De winnaar van één rondje krijgt geen punten aangeschreven, de verliezers krijgen punten bijgeschreven, afhankelijk van het aantal malen dat is “getoept”. 
Voorbeeld :
2x toepen + 2 x meegaan en verliezen = 3 punten
Er wordt getoept tot 15 punten. Wanneer je vijftien punten hebt gehaald lig je eruit. Wie schrijft?
Voor het spel begint wordt er afgesproken wie die standen bijhoudt. De schrijver schrijft het hele potje. De standen worden bijgehouden op het punten formulier (dus er wordt niet op een kladblokjes geturfd).
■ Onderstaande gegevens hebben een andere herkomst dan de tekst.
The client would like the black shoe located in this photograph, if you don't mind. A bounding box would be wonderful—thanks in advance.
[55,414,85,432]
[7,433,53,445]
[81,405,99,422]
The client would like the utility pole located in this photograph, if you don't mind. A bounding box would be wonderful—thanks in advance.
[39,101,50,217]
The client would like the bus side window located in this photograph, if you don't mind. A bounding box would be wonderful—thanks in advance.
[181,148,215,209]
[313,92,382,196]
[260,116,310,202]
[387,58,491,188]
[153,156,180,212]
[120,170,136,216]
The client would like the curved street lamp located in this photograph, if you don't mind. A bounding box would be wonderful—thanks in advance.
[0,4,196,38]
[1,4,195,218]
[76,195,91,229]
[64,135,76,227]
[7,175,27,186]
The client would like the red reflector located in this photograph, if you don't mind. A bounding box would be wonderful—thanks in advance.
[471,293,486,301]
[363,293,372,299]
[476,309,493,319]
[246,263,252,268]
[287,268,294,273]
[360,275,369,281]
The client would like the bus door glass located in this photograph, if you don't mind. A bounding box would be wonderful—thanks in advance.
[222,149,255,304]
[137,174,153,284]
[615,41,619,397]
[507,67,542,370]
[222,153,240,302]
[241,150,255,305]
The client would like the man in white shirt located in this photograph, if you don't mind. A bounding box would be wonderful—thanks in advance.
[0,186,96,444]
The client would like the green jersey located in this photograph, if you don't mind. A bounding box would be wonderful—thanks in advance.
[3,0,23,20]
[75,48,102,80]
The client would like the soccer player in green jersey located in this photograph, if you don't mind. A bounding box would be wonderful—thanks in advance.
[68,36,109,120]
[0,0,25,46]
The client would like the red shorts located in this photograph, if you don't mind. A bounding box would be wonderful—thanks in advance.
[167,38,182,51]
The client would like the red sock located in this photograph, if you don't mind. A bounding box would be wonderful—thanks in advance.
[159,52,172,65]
Hoe is het toernooi opgebouwd?
Het toernooi is opgebouwd in voorrondes en finalerondes. Afhankelijk van het aantal inschrijvingen en het tempo van de toepers zal worden bepaald hoeveel voorrondes en finales er worden gespeeld. Na de inschrijving worden de speeltafels ingedeeld. Het aantal toepers en het aantal tafels hangt af van het aantal inschrijvingen. Er wordt getracht zoveel mogelijk tafels van 4 te maken, er kunnen ook tafels van 3 en 5 gemaakt worden. Per tafel worden 2 potjes gespeeld, alvorens er opnieuw geloot wordt.   Per gespeeld potje zal de volgorde van het uit gaan, in punten worden vertaald. Hierdoor zal er een eindstand volgen na de gespeelde voorrondes. De eerste 4 spelen dan nog  een finale ronde, waarna de eindstand bepaald wordt. (de eerder behaalde punten tellen mee).   De Prijzen: Inschrijfgeld = Prijzengeld 1e plaats: 50% 2e plaats: 30% 3e plaats: 20%

Om misverstanden te voorkomen, adviseren wij ivm tafel wissels, dat een ieder voor zichzelf besteld. Op de toernooien geldt niet de regel bij 10 een verplicht rondje geven, het is een ieder natuurlijk vrij om dit voor aanvang van ieder potje zelf af te spreken in goed overleg.